Even Gabe contributed his efforts. He struggled with a bright blue scarf until I took pity on him and assigned him to the task of sorting through the scraps of fabric Jullia had brought us to find pieces large enough to be used for masks and to make patchwork cloaks and dresses.
“Are you sure this will work?” he asked, holding up a piece of red fabric embroidered with blue flowers. “Will Raine let a caravan of traveling performers into the village?” He glanced at Jonn, who was practicing a song on his flute.
“The caravans have always traveled from village to village providing entertainment and bringing letters and news from the other towns,” I said. “They are rare here, but cherished. I think even the Farther soldiers might welcome us. But we’re going to need to provide that entertainment I mentioned. You don’t happen to know how to juggle, do you?”
“No,” he said.
I gazed around the room at the fugitives, and I was struck by how few of us there were. This was our army? We were mostly children and young people.
I left Gabe to sort the scraps of fabric and joined Jonn at his table, where he was pouring over some of the medical books I’d brought him from Borde’s lab.
“Look at this,” he said, shoving the book he was reading at me. “Look.”
I looked. Depicted on the page was a black-and-white sketch of a cylindrical object with a sharp, slender line protruding from it. Understanding dawned on me.
“It’s the same device as those things we found in the locked box, the one in Borde’s closet.”
“It’s called a syringe,” Jonn said. “They were once commonly used to administer medicine.”
“Do you think it has something to do with the Sickness? A cure?”
“I thought Borde said there was no cure.”
“Well, there wasn’t at the time. I have no idea when those things originated. It could have been years after I left.”
Jonn nodded, thoughtful. A restless look crossed his face and quickly vanished. “Maybe. But we don’t have the Sickness here, do we? So...so it hardly matters. We should just get rid of them.”
It seemed incredibly ironic, almost a cruel twist. A cure too late, come to people who didn’t need it. But perhaps I could still use this, somehow.
“Well, there’s no reason to dispose of them,” I said. “They could be valuable. Perhaps someday when we are no longer living in this ruin, a merchant will want them. We could barter with them.”
He nodded and resumed reading the book, his brow furrowed. I stared at an empty spot on the table between us, my mind working. Had I really found a cure for the Sickness? Was it possible such a thing had been discovered after all?
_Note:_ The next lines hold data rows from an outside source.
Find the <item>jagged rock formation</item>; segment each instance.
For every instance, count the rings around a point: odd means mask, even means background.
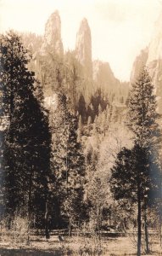
[[[91,30],[86,18],[81,20],[76,35],[75,56],[79,62],[83,66],[85,75],[92,79],[92,38]]]
[[[102,92],[102,96],[109,97],[109,102],[114,102],[115,98],[118,101],[122,96],[126,102],[126,93],[123,95],[121,84],[114,76],[109,64],[92,61],[91,30],[86,18],[81,22],[74,51],[64,55],[61,20],[58,11],[47,20],[44,36],[40,38],[36,37],[34,46],[32,38],[29,35],[25,37],[24,42],[26,42],[27,48],[31,48],[33,60],[30,67],[42,84],[48,102],[46,102],[47,105],[52,104],[53,95],[61,86],[68,90],[75,108],[81,97],[87,108],[98,90]]]
[[[148,68],[155,86],[158,111],[162,113],[162,14],[155,24],[154,35],[148,47],[141,52],[133,64],[131,82],[137,79],[143,65]]]
[[[63,43],[61,39],[61,19],[59,11],[51,15],[45,26],[45,33],[42,53],[64,54]]]
[[[108,62],[98,60],[94,61],[92,64],[95,90],[101,89],[103,92],[108,93],[109,90],[114,90],[120,84],[120,81],[115,79]]]
[[[131,73],[131,83],[134,83],[137,78],[139,76],[140,71],[143,66],[146,65],[148,60],[148,47],[144,49],[142,49],[140,55],[136,57],[136,60],[133,63],[133,67]]]

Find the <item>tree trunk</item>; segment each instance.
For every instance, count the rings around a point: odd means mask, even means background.
[[[69,238],[71,237],[71,218],[69,220]]]
[[[48,210],[47,210],[47,202],[46,201],[46,212],[45,212],[45,236],[46,239],[49,239],[49,230],[48,230]]]
[[[146,254],[149,253],[149,242],[148,242],[148,221],[147,221],[147,210],[145,207],[144,212],[144,231],[145,231],[145,242],[146,242]]]
[[[162,245],[162,237],[161,237],[161,212],[159,212],[159,246]]]
[[[140,182],[137,185],[137,256],[141,256],[141,191]]]

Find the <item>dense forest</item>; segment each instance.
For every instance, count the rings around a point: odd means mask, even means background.
[[[147,67],[131,84],[110,73],[106,86],[75,51],[43,44],[0,38],[1,231],[25,227],[30,242],[64,230],[98,245],[120,234],[150,253],[153,237],[162,245],[161,116]]]

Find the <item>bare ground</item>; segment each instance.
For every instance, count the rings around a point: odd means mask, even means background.
[[[143,250],[144,251],[144,250]],[[0,241],[0,256],[65,256],[65,255],[137,255],[136,244],[129,237],[103,238],[101,243],[92,238],[72,237],[59,241],[57,236],[48,241],[33,237],[30,244]],[[144,252],[142,255],[145,255]],[[162,255],[158,242],[151,246],[153,255]]]

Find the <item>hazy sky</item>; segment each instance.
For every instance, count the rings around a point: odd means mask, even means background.
[[[59,9],[64,49],[74,49],[81,20],[92,32],[92,58],[109,62],[115,75],[129,79],[137,55],[150,41],[160,0],[0,0],[0,30],[44,32]]]

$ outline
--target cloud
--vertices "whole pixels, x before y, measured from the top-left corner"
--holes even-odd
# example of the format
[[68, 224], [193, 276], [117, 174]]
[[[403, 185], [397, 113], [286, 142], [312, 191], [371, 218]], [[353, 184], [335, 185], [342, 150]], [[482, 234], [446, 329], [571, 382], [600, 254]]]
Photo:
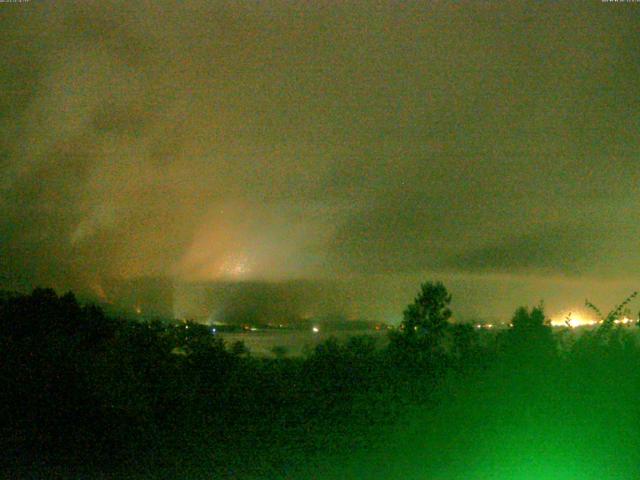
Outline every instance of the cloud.
[[0, 23], [4, 285], [238, 258], [637, 271], [640, 50], [610, 5], [31, 2]]

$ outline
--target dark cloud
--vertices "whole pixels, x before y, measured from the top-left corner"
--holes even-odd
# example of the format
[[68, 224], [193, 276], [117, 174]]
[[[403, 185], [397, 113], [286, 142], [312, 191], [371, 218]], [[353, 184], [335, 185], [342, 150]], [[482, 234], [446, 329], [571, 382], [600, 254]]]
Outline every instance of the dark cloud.
[[5, 285], [637, 278], [633, 4], [1, 8]]

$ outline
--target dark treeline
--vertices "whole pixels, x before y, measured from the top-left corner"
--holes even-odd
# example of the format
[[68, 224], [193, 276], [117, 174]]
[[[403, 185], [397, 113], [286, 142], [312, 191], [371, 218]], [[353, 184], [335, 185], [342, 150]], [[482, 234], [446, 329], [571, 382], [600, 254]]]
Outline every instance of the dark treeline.
[[[73, 294], [0, 297], [0, 455], [12, 478], [638, 478], [635, 328], [450, 321], [426, 283], [388, 346], [252, 356], [194, 323]], [[624, 303], [622, 306], [626, 306]], [[278, 353], [278, 352], [276, 352]], [[606, 472], [616, 472], [607, 475]]]

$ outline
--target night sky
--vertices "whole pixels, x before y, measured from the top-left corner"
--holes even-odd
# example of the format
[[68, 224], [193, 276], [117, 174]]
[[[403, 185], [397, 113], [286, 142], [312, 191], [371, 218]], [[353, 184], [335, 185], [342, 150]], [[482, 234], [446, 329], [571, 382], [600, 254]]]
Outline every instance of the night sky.
[[[0, 4], [0, 286], [640, 285], [640, 4]], [[389, 317], [391, 318], [391, 317]]]

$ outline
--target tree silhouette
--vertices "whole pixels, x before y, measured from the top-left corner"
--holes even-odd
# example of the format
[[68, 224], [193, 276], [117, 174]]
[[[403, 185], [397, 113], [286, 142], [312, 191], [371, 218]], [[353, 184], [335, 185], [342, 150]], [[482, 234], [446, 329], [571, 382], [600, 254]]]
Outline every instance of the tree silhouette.
[[[444, 355], [443, 338], [451, 318], [451, 295], [442, 282], [426, 282], [390, 336], [392, 353], [430, 362]], [[421, 361], [418, 364], [423, 363]]]

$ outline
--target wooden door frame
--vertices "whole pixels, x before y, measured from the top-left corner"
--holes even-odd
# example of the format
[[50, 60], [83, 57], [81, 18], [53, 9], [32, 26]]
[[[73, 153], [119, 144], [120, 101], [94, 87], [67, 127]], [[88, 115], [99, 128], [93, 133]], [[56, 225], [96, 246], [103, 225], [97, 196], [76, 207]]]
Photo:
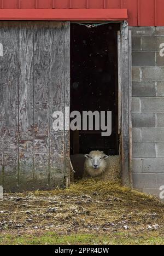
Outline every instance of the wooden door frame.
[[119, 133], [122, 182], [130, 187], [132, 187], [131, 44], [131, 31], [128, 22], [124, 21], [118, 32]]

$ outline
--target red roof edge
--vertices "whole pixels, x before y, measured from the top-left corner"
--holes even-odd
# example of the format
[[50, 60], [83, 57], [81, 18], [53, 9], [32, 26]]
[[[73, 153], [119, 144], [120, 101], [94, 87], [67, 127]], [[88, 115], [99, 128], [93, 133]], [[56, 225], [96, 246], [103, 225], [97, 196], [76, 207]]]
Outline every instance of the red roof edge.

Adam had seemed to think there hadn’t been one.
But I had other things to worry about at the moment.
“We don’t have enough people,” I said to Jonn.
“What?”
“For this plan to take back Iceliss. We don’t have enough. Look at us.” I gestured at the room behind me. “We have a bunch of half-starved fugitives, some of whom are children, most of whom have never seen a day’s combat in their lives. How are we supposed to fight seasoned soldiers?”
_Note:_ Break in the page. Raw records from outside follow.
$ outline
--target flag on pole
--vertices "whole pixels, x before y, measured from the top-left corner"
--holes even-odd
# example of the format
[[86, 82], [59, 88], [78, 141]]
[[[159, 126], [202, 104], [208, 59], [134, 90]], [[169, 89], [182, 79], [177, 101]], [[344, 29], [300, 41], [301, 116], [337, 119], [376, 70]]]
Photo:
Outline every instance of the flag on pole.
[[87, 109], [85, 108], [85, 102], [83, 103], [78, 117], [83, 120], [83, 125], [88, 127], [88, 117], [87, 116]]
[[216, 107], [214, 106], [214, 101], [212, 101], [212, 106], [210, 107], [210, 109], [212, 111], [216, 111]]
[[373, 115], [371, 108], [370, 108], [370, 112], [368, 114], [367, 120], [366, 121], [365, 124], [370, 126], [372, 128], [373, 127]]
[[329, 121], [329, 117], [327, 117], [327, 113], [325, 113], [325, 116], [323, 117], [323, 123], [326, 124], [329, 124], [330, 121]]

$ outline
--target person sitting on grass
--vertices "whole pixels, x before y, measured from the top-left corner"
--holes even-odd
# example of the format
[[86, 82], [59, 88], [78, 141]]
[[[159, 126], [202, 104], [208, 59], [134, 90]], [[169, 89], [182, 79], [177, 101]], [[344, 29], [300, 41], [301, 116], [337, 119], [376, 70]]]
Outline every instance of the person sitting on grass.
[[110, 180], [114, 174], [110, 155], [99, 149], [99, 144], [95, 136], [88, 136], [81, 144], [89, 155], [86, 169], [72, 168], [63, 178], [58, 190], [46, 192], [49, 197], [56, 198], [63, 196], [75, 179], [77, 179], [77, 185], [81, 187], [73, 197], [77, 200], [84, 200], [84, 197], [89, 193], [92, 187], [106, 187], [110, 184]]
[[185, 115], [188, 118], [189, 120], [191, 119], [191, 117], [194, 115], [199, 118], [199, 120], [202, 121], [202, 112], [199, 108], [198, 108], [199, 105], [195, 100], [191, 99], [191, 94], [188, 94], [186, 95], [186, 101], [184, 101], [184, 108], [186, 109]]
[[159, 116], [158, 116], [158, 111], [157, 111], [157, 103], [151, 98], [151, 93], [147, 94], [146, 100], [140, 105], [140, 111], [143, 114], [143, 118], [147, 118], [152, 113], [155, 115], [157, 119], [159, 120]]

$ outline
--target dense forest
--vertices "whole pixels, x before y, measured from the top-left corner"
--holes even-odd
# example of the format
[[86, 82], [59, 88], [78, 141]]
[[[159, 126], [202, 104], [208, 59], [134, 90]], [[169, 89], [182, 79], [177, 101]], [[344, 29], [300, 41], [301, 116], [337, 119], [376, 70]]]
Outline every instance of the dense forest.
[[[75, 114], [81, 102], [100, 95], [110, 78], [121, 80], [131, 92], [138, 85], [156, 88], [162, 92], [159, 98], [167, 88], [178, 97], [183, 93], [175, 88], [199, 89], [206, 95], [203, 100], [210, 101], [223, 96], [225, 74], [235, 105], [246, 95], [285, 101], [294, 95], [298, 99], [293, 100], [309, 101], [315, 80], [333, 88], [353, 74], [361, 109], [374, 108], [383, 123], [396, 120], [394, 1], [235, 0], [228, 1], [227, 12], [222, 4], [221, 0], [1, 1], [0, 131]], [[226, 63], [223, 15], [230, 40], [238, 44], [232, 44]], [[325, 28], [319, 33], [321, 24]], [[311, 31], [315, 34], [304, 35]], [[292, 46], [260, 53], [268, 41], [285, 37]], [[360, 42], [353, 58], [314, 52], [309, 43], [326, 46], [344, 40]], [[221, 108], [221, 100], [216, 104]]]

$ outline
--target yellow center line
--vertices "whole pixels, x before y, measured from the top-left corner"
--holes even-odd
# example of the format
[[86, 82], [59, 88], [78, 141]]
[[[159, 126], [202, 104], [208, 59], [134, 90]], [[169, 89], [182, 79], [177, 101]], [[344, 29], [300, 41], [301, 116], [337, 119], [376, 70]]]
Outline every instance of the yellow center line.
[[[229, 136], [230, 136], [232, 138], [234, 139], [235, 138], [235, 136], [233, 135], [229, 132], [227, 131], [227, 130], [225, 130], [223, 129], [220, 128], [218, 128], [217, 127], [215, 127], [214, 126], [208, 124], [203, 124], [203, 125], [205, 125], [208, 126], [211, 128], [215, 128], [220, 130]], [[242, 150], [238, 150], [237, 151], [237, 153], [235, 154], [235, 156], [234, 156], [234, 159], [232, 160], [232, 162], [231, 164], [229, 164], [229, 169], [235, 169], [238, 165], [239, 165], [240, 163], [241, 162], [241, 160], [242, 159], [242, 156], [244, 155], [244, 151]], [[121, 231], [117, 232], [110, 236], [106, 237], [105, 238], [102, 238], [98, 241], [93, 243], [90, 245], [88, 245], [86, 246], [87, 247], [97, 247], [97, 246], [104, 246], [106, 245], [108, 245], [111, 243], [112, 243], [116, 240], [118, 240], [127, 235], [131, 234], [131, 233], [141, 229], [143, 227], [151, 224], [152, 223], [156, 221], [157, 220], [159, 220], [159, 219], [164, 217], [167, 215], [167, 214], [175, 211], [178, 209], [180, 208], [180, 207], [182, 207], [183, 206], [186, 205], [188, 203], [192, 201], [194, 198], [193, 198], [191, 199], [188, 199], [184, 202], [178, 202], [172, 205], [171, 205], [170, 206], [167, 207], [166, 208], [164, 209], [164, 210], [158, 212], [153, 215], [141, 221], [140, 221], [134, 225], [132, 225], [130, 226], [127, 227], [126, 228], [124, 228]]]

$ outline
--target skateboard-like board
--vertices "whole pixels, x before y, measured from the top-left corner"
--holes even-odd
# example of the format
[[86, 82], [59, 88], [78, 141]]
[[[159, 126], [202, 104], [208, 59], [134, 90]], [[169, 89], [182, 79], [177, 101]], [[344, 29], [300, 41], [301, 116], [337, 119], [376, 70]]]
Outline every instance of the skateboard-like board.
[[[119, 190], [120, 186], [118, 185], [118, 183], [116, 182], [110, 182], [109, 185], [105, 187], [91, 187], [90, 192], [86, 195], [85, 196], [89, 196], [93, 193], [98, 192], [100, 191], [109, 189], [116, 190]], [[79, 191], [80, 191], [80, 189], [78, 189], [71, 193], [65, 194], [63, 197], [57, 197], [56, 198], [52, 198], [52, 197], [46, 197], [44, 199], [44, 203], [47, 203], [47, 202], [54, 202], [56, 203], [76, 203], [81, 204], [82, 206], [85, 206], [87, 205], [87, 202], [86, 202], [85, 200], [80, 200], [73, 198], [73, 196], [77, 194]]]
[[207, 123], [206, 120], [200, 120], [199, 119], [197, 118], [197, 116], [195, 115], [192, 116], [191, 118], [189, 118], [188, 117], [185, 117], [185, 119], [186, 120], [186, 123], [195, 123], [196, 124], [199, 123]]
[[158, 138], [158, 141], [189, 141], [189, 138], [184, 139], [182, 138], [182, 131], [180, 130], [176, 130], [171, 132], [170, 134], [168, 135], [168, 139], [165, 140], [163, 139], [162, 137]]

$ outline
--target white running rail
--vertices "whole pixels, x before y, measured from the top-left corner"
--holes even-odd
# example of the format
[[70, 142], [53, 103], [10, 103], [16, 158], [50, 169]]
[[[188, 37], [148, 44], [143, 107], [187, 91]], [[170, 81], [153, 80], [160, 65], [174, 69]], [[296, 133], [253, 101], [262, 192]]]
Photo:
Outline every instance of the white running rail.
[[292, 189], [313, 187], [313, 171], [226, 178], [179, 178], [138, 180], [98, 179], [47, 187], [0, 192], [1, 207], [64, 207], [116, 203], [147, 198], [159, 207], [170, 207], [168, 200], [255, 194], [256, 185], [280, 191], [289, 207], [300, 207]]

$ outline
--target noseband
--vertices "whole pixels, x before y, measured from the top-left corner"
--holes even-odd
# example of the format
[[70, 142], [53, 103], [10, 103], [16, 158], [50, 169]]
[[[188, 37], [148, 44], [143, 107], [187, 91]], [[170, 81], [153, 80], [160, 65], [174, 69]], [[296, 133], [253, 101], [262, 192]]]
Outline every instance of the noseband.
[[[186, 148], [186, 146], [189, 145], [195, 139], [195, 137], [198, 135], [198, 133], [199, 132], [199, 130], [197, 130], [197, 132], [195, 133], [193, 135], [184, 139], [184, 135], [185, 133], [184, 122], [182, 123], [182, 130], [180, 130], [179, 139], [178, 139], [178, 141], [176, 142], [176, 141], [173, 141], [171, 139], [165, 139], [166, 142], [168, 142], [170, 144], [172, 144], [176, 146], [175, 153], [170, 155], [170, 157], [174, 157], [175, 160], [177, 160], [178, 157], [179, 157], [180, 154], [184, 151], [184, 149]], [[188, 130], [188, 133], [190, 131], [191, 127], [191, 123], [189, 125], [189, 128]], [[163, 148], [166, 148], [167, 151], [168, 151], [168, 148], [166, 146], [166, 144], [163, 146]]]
“Isn’t that where the Blackcoats come in?”
I sighed. “Oh wonderful, so in addition we have a bunch of half-starved villagers, most of whom have never seen a day’s combat in their lives. I repeat, how are we supposed to fight seasoned soldiers?”
“I suppose the People for the Freedom of the Frost have a plan,” he said.
“I sincerely hope so. Or we need to find some other people to help us fight this war.” I sighed. “And I need to find a way to contact the Trio.”
~
Branches slapped my face as I slipped between the trees. I stopped for a moment and squinted at the path ahead, trying to remember. Trying to picture in my head what the forest had looked like 500 years ago. In my hand, I clutched a rough sketch of the Frost that I’d made with the help of my mother’s Frost quilt. I’d drawn marks where I supposed various former Compound buildings should be.
But I only saw wilderness.
I stepped around a weathered stone and into a clearing. Snow blanketed the ground. A throbbing blue patch of azure sky showed through the spot where the trees thinned. Rabbit tracks made little dots across the crust of white, the shadows in them a deep blue. The surrounding forest lurked silently, as if the trees were holding their breath.